More than simple distraction, though, comedy generates discussion and helps us look at our lives with perspective. Writers have been using satire in times of political turmoil for centuries from Aristophanes' send-ups of the ancient Greeks to Jonathan Swift's "A Modest Proposal"
in which he advocates eating babies as a solution to Ireland's population problems. Comedy allows writers to make shocking statements and express opinions that the more timid among us might be afraid to say.

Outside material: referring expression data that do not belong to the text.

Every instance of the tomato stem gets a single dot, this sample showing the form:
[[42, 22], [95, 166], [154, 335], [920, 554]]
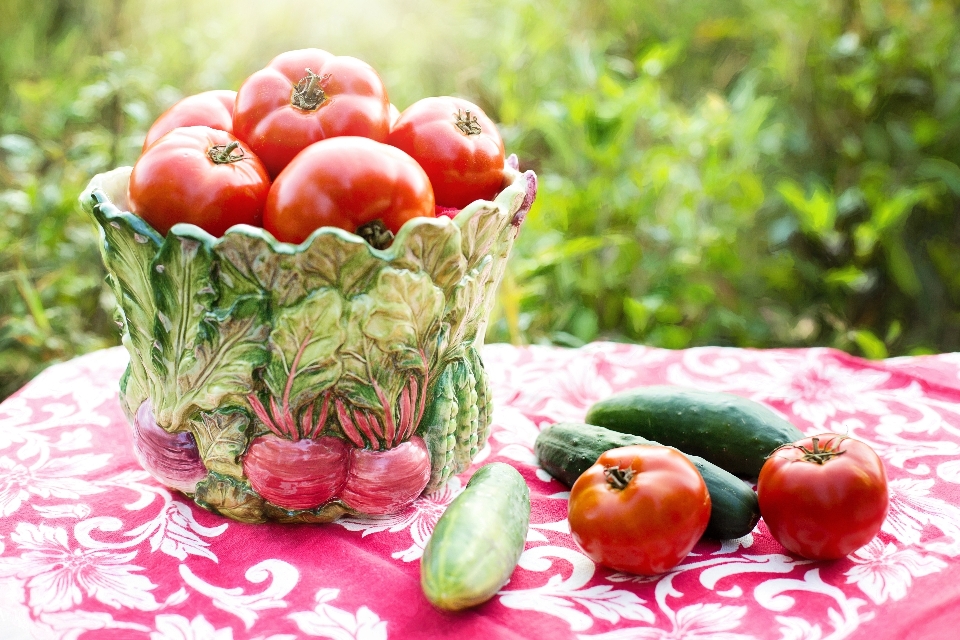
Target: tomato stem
[[224, 153], [308, 95], [816, 455], [618, 478], [376, 233], [467, 123]]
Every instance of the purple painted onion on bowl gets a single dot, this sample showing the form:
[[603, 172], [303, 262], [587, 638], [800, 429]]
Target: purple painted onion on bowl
[[171, 458]]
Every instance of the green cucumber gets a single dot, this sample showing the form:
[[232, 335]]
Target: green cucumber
[[733, 433], [565, 450], [478, 539]]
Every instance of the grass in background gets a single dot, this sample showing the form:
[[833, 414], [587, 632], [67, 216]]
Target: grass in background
[[752, 173]]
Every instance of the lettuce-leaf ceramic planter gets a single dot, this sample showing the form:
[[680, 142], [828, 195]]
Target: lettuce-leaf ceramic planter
[[271, 381]]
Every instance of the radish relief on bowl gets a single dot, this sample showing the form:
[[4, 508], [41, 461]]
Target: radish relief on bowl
[[301, 382]]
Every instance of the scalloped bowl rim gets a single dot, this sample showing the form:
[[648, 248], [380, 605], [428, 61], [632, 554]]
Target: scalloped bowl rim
[[509, 200]]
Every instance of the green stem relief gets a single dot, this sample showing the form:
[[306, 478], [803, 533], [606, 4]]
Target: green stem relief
[[376, 233]]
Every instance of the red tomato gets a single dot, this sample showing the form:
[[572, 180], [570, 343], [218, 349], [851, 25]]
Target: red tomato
[[350, 183], [823, 497], [306, 96], [639, 509], [456, 144], [198, 175], [212, 109]]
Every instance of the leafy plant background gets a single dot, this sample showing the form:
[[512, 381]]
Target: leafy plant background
[[735, 172]]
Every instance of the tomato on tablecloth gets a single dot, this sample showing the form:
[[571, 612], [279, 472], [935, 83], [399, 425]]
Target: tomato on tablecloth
[[91, 546]]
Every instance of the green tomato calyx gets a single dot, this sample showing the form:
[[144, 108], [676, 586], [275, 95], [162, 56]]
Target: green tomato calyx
[[618, 478], [308, 95], [467, 123], [226, 153]]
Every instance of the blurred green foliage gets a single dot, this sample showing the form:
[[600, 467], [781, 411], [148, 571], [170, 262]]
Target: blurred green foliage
[[737, 172]]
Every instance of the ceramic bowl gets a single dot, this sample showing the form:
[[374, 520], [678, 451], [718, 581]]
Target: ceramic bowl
[[297, 383]]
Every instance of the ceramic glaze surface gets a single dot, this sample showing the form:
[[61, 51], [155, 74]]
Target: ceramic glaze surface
[[309, 380]]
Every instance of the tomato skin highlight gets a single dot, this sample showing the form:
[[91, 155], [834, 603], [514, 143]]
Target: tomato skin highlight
[[354, 103], [462, 167], [212, 109], [346, 182], [824, 511], [175, 180], [649, 526]]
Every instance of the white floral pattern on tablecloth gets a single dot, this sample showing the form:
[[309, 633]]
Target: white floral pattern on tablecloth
[[91, 545]]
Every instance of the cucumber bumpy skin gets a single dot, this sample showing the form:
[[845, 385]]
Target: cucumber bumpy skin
[[734, 433], [565, 450], [478, 539]]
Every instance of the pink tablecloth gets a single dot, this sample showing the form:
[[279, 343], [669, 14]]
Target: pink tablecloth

Take Governor Sarah Palin, whose extreme right-wing views, lack of experience, and ignorance about the economy instill a sense of shock and horror in our nation's liberals. She cluelessly blinked her way through an interview with ABC newsman Charles Gibson, steering the
conversation away from the Bush Doctrine and towards her kids, Track, Tink, and Thomas the Tank Engine. But the public barely batted an eye. Where was our sense of uproar? It wasn't until Tina Fey skewered her later that week on Saturday Night Live that America finally seemed to recognize that it was okay to make fun of her.

Two weeks ago ratings for Comedy Central's "The Daily Show" were the highest in the show's history, up 28% over its year-to-date average.
There's no denying that a large portion of today's Americans are
getting their news from "The Daily Show" and "The Colbert Report".
Perhaps a little levity is what's needed to balance the sickening
taste of government screw-ups and banking catastrophes. Describing the
show's appeal, host Jon Stewart has said, "If you watch the news and
don't like it, then this is your counter to the news." Even big-name
politicians are using comedy to reach out to viewers. In the last two
weeks former President Bill Clinton and Prime Minister Tony Blair have
both appeared at Stewart's desk. John McCain has appeared on "The
Daily Show" a whopping 14 times. Either they recognize that young
people are getting their news with a side of jokes nowadays or they
need their own daily dose of comedic medicine.

So next time you're watching your stocks plummet and your temper rise,
make a joke. You gotta laugh to keep from crying.